The most recently used barracks are St Andrew’s, St David’s (Mtarfa) and Tigne.  The school at Tigne was originally hutted but at the time of its closure in 1970 it was in permanent buildings adapted for the purpose.  I am afraid I have no knowledge of the history of St David’s School, closed in July 1975 but to St Andrew’s goes the honour of being our oldest purpose-built school still in use, having been completed in 1908 and used almost continuously since then.

No account of Army schools in Malta would be complete without a reference to those mainstays of Tommy Atkins’ Children’s education, the Queen’s Army Schoolmistresses, who often provided the backbone of the school staffs, sometimes in circumstances much more difficult than those of today (13).  At least one former QAS and former Headmistress of Tigne School, Miss M C Clark MBE, is still living in Malta today, and with Miss J Yule MBE (former Senior Mistress of Tal Handaq) and Miss L Harris-Candey (who not only taught at the Dockyard (later RN) Children’s School but was educated there, her father having joined the staff in 1902, later becoming Headmaster) provide a seemingly inexhaustible fund of information and personal reminiscence.

Finally a very brief word on RAF schools, on which, in spite of the Editor’s valiant efforts, information has remained very scarce.  Luqa School, on its present site, is certainly purpose-built and is believed to have opened in 1952 and for a considerable (but uncertain) period it had an annexe at RAF Safi.  Luqa Airfield itself was not built until after the outbreak of war in 1939.  The first RAF base in Malta was at Kalafrana (a pre-1914 RN seaplane base) and I am told by Mr Gregory of Mellieha that a school was built there, probably just after the First War, and was situated near to Octopus Creek.  It probably continued as the only RAF School until 1939, catering also for children at RAF Hal Far.

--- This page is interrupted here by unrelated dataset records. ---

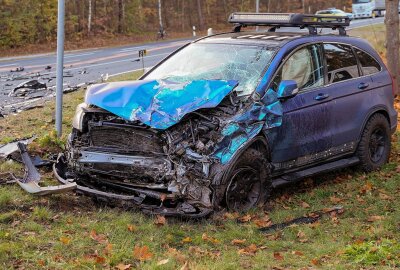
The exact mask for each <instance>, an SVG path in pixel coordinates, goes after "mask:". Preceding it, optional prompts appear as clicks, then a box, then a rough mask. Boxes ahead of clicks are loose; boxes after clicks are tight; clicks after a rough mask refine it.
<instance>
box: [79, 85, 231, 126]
mask: <svg viewBox="0 0 400 270" xmlns="http://www.w3.org/2000/svg"><path fill="white" fill-rule="evenodd" d="M237 84H238V83H237V82H236V81H223V80H199V81H191V82H188V83H176V82H171V81H168V80H159V81H156V80H154V81H134V82H118V83H110V84H99V85H96V86H93V87H90V88H89V89H88V91H87V93H86V99H85V100H86V103H87V104H91V105H96V106H98V107H100V108H103V109H105V110H107V111H109V112H111V113H113V114H116V115H118V116H120V117H122V118H124V119H126V120H129V121H136V120H139V121H140V122H142V123H144V124H146V125H148V126H150V127H152V128H156V129H162V130H164V129H167V128H169V127H171V126H173V125H174V124H176V123H178V122H179V121H180V120H181V119H182V118H183V117H184V116H185V115H187V114H188V113H190V112H194V111H196V110H199V109H202V108H213V107H216V106H217V105H218V104H219V103H220V102H221V101H222V99H223V98H224V97H225V96H227V95H228V94H229V93H230V92H231V91H232V90H233V89H234V88H235V87H236V86H237Z"/></svg>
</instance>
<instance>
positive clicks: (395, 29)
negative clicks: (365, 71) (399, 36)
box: [385, 0, 400, 95]
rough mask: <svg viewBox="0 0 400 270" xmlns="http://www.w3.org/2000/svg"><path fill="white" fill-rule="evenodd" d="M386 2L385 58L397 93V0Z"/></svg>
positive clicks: (397, 42)
mask: <svg viewBox="0 0 400 270" xmlns="http://www.w3.org/2000/svg"><path fill="white" fill-rule="evenodd" d="M385 2H386V17H385V24H386V59H387V65H388V68H389V71H390V73H391V74H392V76H393V81H394V83H395V84H396V86H397V87H396V88H395V89H396V94H397V95H399V94H400V93H399V85H400V76H399V71H400V67H399V12H398V8H399V0H385Z"/></svg>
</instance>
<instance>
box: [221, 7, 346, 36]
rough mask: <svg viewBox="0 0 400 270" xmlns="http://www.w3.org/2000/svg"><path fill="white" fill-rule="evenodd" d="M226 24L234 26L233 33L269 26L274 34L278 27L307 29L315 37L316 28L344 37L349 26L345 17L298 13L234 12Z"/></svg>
mask: <svg viewBox="0 0 400 270" xmlns="http://www.w3.org/2000/svg"><path fill="white" fill-rule="evenodd" d="M228 22H230V23H233V24H235V26H234V28H233V31H234V32H240V30H241V28H242V27H246V26H271V28H270V29H269V30H268V31H270V32H275V30H276V29H277V28H280V27H300V28H301V29H303V28H307V29H308V30H309V32H310V34H311V35H316V34H317V33H318V32H317V28H330V29H332V30H339V34H340V35H344V36H345V35H346V29H345V27H346V26H349V25H350V19H349V17H347V16H329V15H313V14H300V13H250V12H235V13H232V14H231V15H230V16H229V19H228Z"/></svg>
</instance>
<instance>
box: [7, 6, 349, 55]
mask: <svg viewBox="0 0 400 270" xmlns="http://www.w3.org/2000/svg"><path fill="white" fill-rule="evenodd" d="M158 1H159V0H66V25H65V32H66V38H67V39H68V40H72V41H74V40H77V41H78V40H83V39H86V38H88V37H96V36H103V37H113V36H117V35H140V34H143V33H155V32H156V31H157V30H158V29H159V27H160V25H159V24H160V23H159V10H158V7H159V5H158V4H159V3H158ZM160 1H161V14H162V23H163V26H164V28H165V29H166V30H167V31H168V32H187V33H190V31H191V29H192V26H196V28H197V29H199V30H205V29H207V28H208V27H213V28H215V29H221V28H226V27H229V25H228V24H227V22H226V21H227V17H228V15H229V14H230V13H231V12H233V11H254V10H255V0H160ZM333 6H336V7H338V8H343V7H344V6H346V7H347V9H350V7H351V1H349V0H326V1H324V0H260V11H262V12H266V11H269V12H301V11H302V10H303V8H304V10H306V11H307V12H312V13H314V12H315V11H316V10H318V9H321V8H327V7H333ZM56 29H57V0H0V47H1V48H14V47H19V46H23V45H25V44H37V43H46V42H49V41H54V40H55V37H56Z"/></svg>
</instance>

In summary, therefore, at the time of writing we are about to bring to a close probably 170 years, or even more, of British Service Children’s Education in Malta.  We salute those who have gone before us and who laid the foundations for the flourishing school system with which we are proud to be associated today.  We like to think, as no doubt all Service School teachers and authorities do, that our schools have been characterised, above all, by a concern for the interests and problems of the individual child and family, a concern which has sometimes, but regrettably not always, been echoed in correspondence with schools in the United Kingdom.  Comments from parents and pupils certainly encourage us to believe that we have succeeded in this aim and they leave us in no doubt that they will be leaving this island with as many happy memories of the schools as we ourselves shall have.